Local keywords follow the same logic with the addition of geographic intent. "Accountant near me," "plumber in [suburb]," and "family law firm [city]" are all examples of searches where the searcher's location is central to their need. These searches are highly valuable because they combine clear commercial or transactional intent with a specific geographic context; making them extremely well-matched to local businesses that can serve visitors in that location.
Analyze what is already ranking
Before committing to a keyword, search for it in Google and study what is currently ranking on page one. The existing results tell you several important things: what type of content Google considers the best match for this query, how authoritative the competing pages are, and whether there is a realistic path to outranking them. If page one is dominated by major publications, government sites, and national brands with thousands of backlinks, ranking for that term without a comparable authority level is unlikely in the short term. If page one shows a mix of local businesses and smaller sites with modest domain authority, the door is open.
Map keywords to pages on your website
Each page on your website should target a primary keyword and a small cluster of closely related secondary keywords. The homepage typically targets your most important commercial keyword, usually your core service combined with your location for a local business. Individual service pages each target specific service-related keywords. Blog posts target informational keywords around questions your audience asks. This mapping ensures that your keyword targeting is intentional and that you are not competing with yourself by having multiple pages target the same term.

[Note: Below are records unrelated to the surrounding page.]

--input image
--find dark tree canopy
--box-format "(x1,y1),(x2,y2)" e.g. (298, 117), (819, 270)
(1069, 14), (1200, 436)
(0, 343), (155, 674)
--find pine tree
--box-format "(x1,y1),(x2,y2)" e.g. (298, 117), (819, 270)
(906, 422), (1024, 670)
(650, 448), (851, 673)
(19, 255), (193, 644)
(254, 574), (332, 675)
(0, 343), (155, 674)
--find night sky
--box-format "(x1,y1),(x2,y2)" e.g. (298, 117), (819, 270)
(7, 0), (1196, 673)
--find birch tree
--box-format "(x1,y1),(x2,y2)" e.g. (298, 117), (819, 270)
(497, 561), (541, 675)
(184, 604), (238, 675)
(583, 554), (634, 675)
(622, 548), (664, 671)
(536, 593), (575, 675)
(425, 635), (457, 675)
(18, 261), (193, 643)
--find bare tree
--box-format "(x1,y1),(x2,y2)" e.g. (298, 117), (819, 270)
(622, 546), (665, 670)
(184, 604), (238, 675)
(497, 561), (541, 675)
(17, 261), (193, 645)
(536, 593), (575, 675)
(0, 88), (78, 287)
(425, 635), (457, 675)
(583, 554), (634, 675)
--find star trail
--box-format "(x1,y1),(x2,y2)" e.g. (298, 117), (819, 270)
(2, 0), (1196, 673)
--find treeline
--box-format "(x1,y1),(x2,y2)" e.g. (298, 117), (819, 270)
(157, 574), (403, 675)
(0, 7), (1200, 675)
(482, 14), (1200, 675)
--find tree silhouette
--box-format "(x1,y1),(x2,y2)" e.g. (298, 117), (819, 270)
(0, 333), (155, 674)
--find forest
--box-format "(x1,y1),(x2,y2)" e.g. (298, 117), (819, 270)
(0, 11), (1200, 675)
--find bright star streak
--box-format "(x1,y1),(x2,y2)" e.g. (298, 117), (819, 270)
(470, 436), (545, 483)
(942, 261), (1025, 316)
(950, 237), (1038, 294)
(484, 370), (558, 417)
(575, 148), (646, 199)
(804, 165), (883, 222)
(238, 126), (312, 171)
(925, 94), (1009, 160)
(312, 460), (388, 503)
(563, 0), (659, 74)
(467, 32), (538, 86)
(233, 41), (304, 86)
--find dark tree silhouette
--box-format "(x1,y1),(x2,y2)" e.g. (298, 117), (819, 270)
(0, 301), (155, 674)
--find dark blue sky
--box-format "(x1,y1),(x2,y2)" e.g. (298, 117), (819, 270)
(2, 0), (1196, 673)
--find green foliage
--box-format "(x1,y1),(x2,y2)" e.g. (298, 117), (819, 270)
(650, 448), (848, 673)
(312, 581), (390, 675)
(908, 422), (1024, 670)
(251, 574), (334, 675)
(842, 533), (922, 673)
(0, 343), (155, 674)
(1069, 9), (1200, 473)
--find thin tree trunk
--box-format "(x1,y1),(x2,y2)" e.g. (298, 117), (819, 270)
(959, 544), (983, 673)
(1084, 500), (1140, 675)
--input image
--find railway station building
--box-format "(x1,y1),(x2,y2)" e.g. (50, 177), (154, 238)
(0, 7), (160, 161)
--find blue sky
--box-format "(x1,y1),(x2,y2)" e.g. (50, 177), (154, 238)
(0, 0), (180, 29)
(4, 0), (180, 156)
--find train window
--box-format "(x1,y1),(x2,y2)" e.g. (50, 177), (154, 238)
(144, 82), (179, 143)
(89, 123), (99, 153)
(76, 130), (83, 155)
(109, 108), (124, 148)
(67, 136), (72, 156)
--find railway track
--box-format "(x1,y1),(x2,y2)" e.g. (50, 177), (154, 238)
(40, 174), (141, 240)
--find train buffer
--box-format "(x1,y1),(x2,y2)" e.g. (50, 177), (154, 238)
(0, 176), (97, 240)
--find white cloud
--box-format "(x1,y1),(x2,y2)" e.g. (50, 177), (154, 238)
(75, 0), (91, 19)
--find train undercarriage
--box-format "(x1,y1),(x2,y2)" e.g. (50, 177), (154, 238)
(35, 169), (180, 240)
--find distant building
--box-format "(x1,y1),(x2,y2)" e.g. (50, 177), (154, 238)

Common keyword research mistakes to avoid
- List every service you offer and every problem you solve; these are your seed keywords
- Use at least two free keyword tools to expand your seed list and discover related terms and questions
- Identify the search intent behind each keyword on your list and note what type of content it requires
- Prioritize keywords with moderate volume, low to medium difficulty, and high relevance to your specific offer
- Build a list of local keyword variations that include your city, suburb, or service area
- Search your top ten target keywords in Google and review page one to assess realistic competition
- Create a keyword map that assigns a primary keyword and two to three secondary keywords to each key page
- Connect your website to Google Search Console and use the Performance report to find keywords you already rank for but could improve
- Revisit your keyword research every quarter; search behavior changes, new terms emerge, and your competitive position shifts over time
Keyword research is not a project with a fixed end point; it is an ongoing practice that deepens your understanding of your audience over time. The businesses that treat it as a quarterly discipline rather than a one-time task consistently discover new opportunities, adapt to shifting search behavior, and maintain the search visibility that their competitors, who did it once and moved on, gradually lose. The investment is modest in time and cost. The return, in the form of sustained organic traffic from people actively looking for what you offer, compounds year on year.